Sojourner Truth Ministries, a multi-denominational church with a black Baptist bent, celebrated its 10th Anniversary Feb. 20 with a gathering of people diverse in ethnicity, religion, and sexual orientation. The church aspires to eradicate all forms of oppression and serve as a spiritual home for all those who need one.
"Everyone's entitled to a spiritual life, everyone's a son of God," said Deacon Paul Green.
The worshipers comprise a fluctuating population of comers and goers, and many of the regulars discovered the church after hearing about the message it projects into Seattle's diverse community pockets.
Stephanie Malone read about the STM in Seattle Gay News.
"I realized early on my life wasn't going to be conventional," Malone said. She was drawn to the church for its inclusion of diverse lifestyles.
El Centro de la Raza, a community gathering place for South End residents originally built as a school, has provided a space of worship for the church for the last two years. ReverendGwen Hall, Green and church-goers transformed an old classroom into a sacred space-light filters through a few stained glass windows, and a somber image of the church's namesake, slave and suffragist Sojourner Truth, hangs on the wall near a charcoal-drawn dark-skinned Christ wearing a crown of thorns.
The ancestors' wall of remembrance, a cloth-covered desk under framed photos of late friends and relatives of the church community, holds candles, fresh fruit, and water to remember the dead. The wall expresses the church's belief that every person is irrevocably connected to a lineage.
Before the service, a member moved their hands rhythmically on the surface of a bongo drum to signal the start of Sunday worship while providing a back beat throughout. The ceremony opened with a ritual of incest-burning and calling on the ancestors. Everyone was invited to call out names of their ancestors, and voices could be heard throughout the room:
"All my grandparents."
"My cousin Eddy D."
"Malcolm X."
"Ronald Reagan."
Soon after, Green made announcements while others discussed events in support of AIDS awareness, civil marriage, and Larry Gossett's campaign for re-election, among others.
After opening ceremonies were complete, three members of the clergy, Green, Hall, and Deacon Valarie Spencer, spoke in a manner characterized by a casual and open air.
"I'm a working Deacon, I'm a loving Deacon, I'm a single Deacon," said Green during his address, causing an eruption of laughter. He and Hall both wore African mud cloths, patterned robes of thick material, to connect with their African tradition.
Spencer, a transsexual woman who founded the Unity Fellowship Movement in Los Angeles in her 20s, flew to Seattle for the Anniversary to give a sermon. Her style was spontaneous, boisterous, and uncensored.
She emphasized the weakness of human nature and God's embrace of that weakness, stressing that God accepts drinkers, compulsive eaters, people involved in abusive relationships, and drug addicts.
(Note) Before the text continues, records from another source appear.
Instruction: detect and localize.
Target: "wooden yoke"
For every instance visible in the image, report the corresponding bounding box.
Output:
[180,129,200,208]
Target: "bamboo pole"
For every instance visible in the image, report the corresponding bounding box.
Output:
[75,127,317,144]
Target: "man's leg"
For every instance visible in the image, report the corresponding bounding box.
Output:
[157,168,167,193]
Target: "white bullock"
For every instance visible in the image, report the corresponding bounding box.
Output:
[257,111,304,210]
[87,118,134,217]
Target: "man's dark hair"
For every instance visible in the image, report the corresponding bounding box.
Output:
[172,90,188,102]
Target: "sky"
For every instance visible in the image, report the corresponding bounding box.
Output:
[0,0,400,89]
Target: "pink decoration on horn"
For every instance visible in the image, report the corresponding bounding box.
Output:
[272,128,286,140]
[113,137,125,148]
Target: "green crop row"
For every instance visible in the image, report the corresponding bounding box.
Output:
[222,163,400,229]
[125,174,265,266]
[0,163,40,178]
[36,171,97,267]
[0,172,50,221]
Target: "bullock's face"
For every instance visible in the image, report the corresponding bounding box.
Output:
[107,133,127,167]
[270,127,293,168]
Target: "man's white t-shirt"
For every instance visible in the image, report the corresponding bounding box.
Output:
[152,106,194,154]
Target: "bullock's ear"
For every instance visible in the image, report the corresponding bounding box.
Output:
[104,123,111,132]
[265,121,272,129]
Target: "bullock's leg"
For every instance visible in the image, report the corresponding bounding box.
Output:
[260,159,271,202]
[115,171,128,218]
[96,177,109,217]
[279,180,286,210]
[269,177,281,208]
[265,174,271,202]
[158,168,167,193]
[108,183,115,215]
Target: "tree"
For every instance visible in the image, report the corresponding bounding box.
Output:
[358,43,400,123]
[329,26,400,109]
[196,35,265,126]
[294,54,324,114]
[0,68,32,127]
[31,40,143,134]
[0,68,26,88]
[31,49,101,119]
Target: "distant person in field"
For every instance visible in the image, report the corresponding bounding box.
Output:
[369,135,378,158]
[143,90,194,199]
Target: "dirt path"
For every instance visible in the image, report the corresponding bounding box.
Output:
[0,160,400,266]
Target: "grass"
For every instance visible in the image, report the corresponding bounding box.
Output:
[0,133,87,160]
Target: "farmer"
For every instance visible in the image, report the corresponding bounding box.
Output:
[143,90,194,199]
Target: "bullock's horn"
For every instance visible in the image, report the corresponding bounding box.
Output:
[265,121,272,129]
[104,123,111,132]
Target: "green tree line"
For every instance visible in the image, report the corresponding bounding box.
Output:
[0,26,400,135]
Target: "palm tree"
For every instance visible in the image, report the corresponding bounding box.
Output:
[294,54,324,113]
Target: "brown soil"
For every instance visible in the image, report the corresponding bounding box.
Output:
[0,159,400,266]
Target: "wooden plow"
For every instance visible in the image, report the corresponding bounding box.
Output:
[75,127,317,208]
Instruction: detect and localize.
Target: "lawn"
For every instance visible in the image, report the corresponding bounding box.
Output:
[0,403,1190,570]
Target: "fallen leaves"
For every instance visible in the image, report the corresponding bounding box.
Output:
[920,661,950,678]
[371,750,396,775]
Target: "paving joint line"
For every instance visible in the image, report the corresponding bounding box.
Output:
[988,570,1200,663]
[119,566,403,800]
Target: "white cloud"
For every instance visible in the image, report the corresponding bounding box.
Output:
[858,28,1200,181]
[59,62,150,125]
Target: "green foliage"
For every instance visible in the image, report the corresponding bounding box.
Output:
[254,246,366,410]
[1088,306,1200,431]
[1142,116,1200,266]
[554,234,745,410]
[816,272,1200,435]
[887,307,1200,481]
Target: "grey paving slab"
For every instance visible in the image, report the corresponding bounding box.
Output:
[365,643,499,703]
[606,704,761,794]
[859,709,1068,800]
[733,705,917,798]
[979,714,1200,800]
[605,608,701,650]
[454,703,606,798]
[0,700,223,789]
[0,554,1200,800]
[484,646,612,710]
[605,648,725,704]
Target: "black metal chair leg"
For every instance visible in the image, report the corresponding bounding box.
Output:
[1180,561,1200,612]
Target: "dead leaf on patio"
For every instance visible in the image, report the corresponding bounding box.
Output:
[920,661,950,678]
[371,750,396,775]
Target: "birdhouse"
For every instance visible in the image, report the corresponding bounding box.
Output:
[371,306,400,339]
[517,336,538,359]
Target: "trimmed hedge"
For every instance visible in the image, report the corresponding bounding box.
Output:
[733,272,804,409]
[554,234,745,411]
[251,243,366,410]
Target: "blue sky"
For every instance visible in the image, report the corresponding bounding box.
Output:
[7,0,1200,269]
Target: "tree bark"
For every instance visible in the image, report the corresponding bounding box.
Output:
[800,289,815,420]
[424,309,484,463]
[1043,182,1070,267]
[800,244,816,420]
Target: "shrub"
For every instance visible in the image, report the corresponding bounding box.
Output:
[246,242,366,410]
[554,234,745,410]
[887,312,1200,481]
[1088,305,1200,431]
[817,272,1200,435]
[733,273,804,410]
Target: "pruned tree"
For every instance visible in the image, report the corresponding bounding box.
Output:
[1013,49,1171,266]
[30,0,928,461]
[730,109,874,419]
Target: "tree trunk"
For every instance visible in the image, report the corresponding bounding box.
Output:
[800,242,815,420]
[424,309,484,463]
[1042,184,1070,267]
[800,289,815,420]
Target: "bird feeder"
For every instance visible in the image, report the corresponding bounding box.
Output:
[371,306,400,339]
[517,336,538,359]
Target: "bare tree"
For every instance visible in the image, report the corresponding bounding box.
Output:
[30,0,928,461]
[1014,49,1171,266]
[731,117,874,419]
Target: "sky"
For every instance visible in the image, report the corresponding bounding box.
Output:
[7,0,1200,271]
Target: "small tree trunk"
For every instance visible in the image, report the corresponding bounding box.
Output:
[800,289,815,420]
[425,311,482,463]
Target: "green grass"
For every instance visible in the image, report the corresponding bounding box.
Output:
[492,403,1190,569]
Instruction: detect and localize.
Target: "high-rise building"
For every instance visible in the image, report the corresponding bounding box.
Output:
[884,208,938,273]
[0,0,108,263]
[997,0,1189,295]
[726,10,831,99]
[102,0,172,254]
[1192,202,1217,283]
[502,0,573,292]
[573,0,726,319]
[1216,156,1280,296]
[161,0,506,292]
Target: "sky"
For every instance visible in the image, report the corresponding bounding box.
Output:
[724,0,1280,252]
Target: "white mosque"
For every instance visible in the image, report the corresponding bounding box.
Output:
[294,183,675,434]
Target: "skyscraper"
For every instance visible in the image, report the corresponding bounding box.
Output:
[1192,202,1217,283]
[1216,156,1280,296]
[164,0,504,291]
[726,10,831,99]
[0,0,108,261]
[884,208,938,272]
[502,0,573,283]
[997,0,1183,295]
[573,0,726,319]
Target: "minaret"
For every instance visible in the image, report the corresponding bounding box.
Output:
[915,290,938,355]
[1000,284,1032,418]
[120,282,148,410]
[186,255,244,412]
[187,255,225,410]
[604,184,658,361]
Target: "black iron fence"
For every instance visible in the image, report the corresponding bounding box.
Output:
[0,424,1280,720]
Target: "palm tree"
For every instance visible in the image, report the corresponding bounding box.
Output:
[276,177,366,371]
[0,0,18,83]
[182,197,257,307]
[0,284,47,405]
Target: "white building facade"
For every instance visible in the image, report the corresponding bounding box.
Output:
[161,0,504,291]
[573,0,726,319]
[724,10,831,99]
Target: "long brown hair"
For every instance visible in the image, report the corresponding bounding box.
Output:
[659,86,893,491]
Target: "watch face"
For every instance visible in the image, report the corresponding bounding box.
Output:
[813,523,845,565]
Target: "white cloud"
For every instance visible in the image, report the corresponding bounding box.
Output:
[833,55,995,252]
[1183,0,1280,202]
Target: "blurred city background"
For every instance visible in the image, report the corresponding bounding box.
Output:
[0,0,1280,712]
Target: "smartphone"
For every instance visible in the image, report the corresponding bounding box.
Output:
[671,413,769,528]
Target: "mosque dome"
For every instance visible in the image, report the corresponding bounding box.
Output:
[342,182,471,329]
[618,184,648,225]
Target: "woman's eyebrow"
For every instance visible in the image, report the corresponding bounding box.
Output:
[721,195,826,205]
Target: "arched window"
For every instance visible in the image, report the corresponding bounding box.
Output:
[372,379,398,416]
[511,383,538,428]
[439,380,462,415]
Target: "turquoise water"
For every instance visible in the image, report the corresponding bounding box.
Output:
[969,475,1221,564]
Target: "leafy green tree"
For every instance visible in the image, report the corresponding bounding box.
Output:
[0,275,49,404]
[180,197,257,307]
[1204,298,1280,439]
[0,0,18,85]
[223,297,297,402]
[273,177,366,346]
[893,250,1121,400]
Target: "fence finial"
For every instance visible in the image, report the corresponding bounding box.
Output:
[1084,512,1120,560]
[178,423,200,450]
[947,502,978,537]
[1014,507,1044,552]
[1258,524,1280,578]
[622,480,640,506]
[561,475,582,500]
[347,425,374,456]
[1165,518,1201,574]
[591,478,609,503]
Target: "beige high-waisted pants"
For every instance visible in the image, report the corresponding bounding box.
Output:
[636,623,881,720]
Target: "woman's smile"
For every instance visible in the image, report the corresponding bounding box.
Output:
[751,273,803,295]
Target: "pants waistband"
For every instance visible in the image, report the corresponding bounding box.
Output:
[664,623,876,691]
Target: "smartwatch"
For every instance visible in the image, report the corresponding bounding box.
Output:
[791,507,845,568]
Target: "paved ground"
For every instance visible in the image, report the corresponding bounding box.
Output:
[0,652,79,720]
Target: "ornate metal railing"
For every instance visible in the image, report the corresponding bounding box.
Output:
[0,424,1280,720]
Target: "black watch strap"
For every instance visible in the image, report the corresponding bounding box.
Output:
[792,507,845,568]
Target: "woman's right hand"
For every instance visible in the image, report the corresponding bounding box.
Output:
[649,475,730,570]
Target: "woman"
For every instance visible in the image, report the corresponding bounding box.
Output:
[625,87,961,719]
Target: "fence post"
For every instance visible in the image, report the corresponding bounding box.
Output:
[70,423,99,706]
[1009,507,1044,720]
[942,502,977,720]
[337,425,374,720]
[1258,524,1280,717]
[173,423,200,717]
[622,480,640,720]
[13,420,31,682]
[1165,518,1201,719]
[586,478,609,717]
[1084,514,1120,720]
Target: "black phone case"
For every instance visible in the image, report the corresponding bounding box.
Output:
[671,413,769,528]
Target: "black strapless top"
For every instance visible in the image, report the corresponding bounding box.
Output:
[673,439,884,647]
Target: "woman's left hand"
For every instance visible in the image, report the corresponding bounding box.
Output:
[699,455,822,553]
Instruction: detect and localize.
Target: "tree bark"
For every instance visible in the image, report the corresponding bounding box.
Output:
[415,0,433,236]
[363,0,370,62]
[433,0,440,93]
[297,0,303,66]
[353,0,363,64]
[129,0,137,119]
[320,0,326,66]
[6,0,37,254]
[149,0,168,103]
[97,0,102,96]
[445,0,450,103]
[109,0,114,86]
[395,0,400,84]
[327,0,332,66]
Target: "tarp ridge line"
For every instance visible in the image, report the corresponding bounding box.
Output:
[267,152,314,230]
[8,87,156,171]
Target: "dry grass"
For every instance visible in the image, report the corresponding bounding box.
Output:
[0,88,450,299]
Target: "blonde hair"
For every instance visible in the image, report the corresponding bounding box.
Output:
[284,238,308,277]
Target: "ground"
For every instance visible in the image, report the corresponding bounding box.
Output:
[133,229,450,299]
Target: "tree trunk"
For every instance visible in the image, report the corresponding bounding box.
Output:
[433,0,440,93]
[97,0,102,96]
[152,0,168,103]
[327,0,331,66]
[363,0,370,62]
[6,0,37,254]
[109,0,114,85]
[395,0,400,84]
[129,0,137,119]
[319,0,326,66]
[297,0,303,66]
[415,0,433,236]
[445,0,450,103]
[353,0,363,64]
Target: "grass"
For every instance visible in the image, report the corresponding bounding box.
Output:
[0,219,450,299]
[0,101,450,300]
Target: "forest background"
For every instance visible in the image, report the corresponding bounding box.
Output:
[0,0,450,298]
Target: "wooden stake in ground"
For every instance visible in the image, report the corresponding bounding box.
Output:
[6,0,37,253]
"We are the rebels and the outlaws of ministry and we like it that way," said Spencer. "We're committed to changing ourselves but we just want to do a little crack on the weekends."
Before her speech, Hall was introduced by Natasha Burrows, a Christian who has attended services at Sojourner Truth Ministries for two years, ever since she heard Hall speak at a Martin Luther King Jr. rally. Burrows, who was immediately attracted to the church for its incorporation of social justice, described Hall as "walking love."
During a community meal after the service, over two heaping plates of cornbread, turkey, and other dishes, Hall described the history of the church.
She began working with people with AIDS and was affected by the fact that "people were dying and they didn't know they were loved by God." That realization spurned a bible study community, and that evolved into the creation of the church in 1995.
Hall is also involved in a campaign to increase dialogue, and come to a solution, about taboo topics like black-on-black crime, AIDS, and domestic violence. She describes each of these desperate issues as silent wars.
Jourdan Keith, who has stayed with the church for the more than eight years of moving, asserted the church has a transcendent power to reach those who are traditionally downtrodden and maligned.
"It's beyond the walls of whatever building you're in," Keith said
The church community holds worship services in Beacon Hill's El Centro de la Raza on Sundays at 1 p.m. and Mid-Week Uplifts Wednesdays at 7 p.m.